Al posto di farmaci noti come paracetamolo e acido acetilsalicilico, è possibile ricorrere a cure più dolci. Il dottor Camurri consiglia Oscillococcinum, anche per il trattamento preventivo e sintomatico di virosi come otiti e rinofaringiti. Non avendo effetti collaterali, può essere utilizzato anche in associazione ad altre terapie farmacologiche, senza mai dimenticare di consultare il proprio medico.
Per prevenzione consiglio l’assunzione del tubo dose di Oscillococcinum una volta/settimana da settembre e marzo. Soprattutto nei bambini in età scolare e negli anziani riduce la possibilità di ammalarsi. Oscillococcinum riduce anche intensità e durata della malattia in corso, abbinato con Echinacea angustifolia in tintura madre (30 gocce/giorno per 20 giorni/mese).
Ai primi sintomi si può assumere un tubo dose di Oscillococcinum, ripetendo ogni 6 ore fino a 3 volte/giorno. Il miglioramento avviene già nelle prime 48 ore.
Per il trattamento della sintomatologia conclamata consiglio 2 dosi/giorno di Oscillococcinum per 2/3 giorni. In fase acuta accelera la guarigione e riduce l’utilizzo di altri medicinali.

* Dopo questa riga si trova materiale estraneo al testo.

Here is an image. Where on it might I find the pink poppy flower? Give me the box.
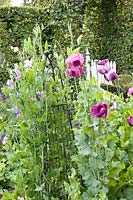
[97,59,109,65]
[108,72,118,81]
[127,116,133,126]
[15,68,21,80]
[91,102,109,118]
[128,87,133,96]
[97,66,111,74]
[66,67,84,78]
[14,106,21,118]
[7,79,13,85]
[65,53,84,68]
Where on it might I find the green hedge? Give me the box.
[101,74,133,99]
[83,0,133,73]
[0,0,133,86]
[0,7,53,66]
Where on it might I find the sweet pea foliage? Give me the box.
[70,79,133,200]
[0,25,72,200]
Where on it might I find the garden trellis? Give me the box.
[85,49,116,86]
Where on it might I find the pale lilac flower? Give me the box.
[110,101,114,106]
[65,53,84,68]
[97,59,109,65]
[66,67,84,78]
[108,72,118,81]
[15,68,21,80]
[18,197,24,200]
[91,102,109,118]
[127,116,133,126]
[7,79,13,85]
[97,66,111,74]
[16,92,20,98]
[0,135,7,145]
[128,87,133,96]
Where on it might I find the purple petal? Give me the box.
[127,116,133,126]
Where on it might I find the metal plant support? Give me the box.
[41,51,75,200]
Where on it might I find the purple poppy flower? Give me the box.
[128,87,133,96]
[66,66,84,78]
[65,53,84,68]
[97,66,111,74]
[7,79,13,85]
[108,72,118,81]
[97,59,109,65]
[15,68,21,80]
[36,90,45,101]
[16,92,20,98]
[127,116,133,126]
[110,101,114,106]
[0,135,7,145]
[91,102,109,118]
[14,106,21,118]
[0,92,6,101]
[2,149,7,155]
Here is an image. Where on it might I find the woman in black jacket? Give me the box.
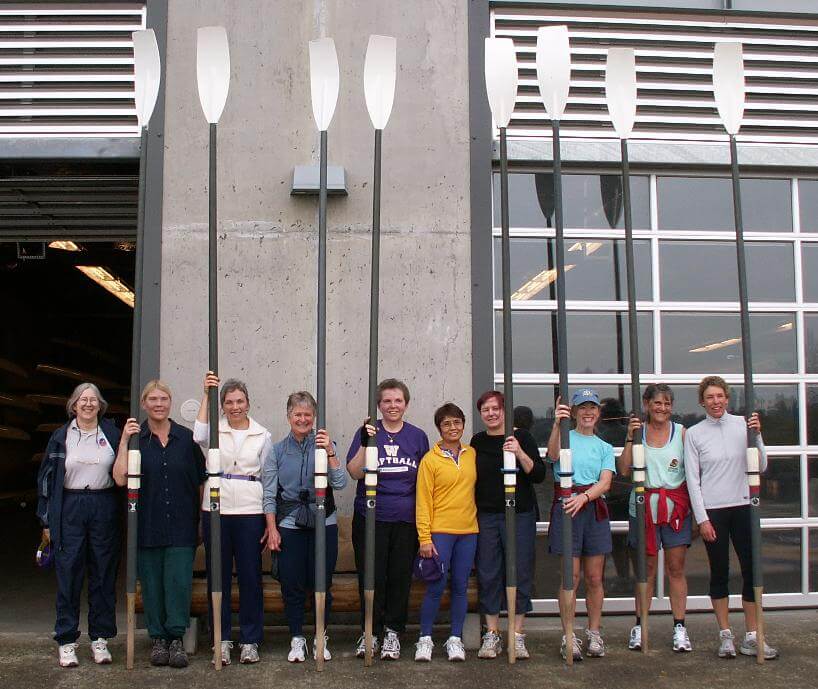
[37,383,121,667]
[469,390,545,658]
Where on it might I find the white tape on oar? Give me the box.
[503,450,517,486]
[128,450,142,490]
[315,447,327,488]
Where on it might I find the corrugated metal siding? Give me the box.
[0,2,145,137]
[492,6,818,143]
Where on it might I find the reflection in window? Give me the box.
[662,312,797,374]
[494,311,653,373]
[761,457,801,518]
[657,177,792,232]
[659,241,795,301]
[494,238,652,301]
[494,172,650,230]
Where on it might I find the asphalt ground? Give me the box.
[0,610,818,689]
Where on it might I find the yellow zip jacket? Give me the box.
[415,441,479,545]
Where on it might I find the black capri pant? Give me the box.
[704,505,755,603]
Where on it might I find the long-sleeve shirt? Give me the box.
[684,412,767,524]
[261,431,347,529]
[415,443,479,545]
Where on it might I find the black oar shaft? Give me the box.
[500,127,517,663]
[207,123,222,670]
[618,139,648,652]
[730,135,764,663]
[364,129,383,665]
[125,127,148,670]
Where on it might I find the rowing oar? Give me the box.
[485,38,518,663]
[310,38,340,672]
[196,26,230,671]
[713,43,764,663]
[364,36,397,666]
[537,26,575,665]
[605,48,650,653]
[125,29,161,670]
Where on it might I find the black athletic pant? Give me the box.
[704,505,755,603]
[352,512,418,637]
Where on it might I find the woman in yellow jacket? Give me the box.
[415,402,478,662]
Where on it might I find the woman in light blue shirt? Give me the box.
[548,388,616,660]
[262,392,347,663]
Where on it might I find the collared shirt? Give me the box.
[138,421,206,548]
[684,412,767,524]
[63,417,116,490]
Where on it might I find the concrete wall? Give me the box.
[161,0,473,524]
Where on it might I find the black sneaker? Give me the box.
[168,639,188,667]
[151,639,170,667]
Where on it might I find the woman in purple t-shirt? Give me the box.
[347,378,429,660]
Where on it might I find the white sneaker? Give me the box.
[738,632,778,660]
[673,624,693,653]
[514,632,531,660]
[91,639,111,665]
[560,635,582,661]
[239,644,260,665]
[585,629,605,658]
[628,624,640,651]
[477,629,503,658]
[719,629,736,658]
[59,643,80,667]
[444,636,466,662]
[415,636,435,663]
[375,628,400,660]
[312,634,332,661]
[287,636,307,663]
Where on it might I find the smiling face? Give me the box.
[142,388,171,421]
[644,393,673,423]
[287,404,315,440]
[572,402,599,435]
[439,416,466,445]
[378,388,406,424]
[74,388,99,425]
[480,396,506,432]
[701,385,730,419]
[222,389,250,426]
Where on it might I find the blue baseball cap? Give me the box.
[571,388,599,407]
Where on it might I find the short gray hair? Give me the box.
[287,390,318,416]
[65,383,108,419]
[219,378,250,407]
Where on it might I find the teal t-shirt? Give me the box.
[555,431,616,486]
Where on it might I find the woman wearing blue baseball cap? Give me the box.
[548,388,616,660]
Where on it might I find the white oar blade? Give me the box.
[485,38,517,128]
[605,48,636,139]
[713,42,744,135]
[537,26,571,120]
[364,36,398,129]
[131,29,162,129]
[196,26,230,124]
[310,38,341,132]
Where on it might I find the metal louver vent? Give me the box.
[0,2,145,137]
[492,3,818,143]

Si può aggiungere un oligoelemento come il rame: 3/5 fiale/giorno per 2/3 giorni.
E per il raffreddore, che non va confuso con l’influenza? Consiglio una compressa/ora di Corylia, diradando l’assunzione in base al miglioramento.

 

I consigli “della nonna”

  • Utilizza fazzoletti usa e getta, ma buttali in contenitori chiusi per evitare il contagio dei vicini.
  • Evita gli ambienti saturi di fumo.
  • Fai lavaggi nasali.
  • Proteggi gola e naso in luoghi affollati.
  • Lava spesso le mani, meglio con detergenti antisettici.
  • Mangia frutta e verdura, soprattutto cavoli (fonte di ferro, vitamina Ce sali minerali) e agrumi (ricchi di vitamina C).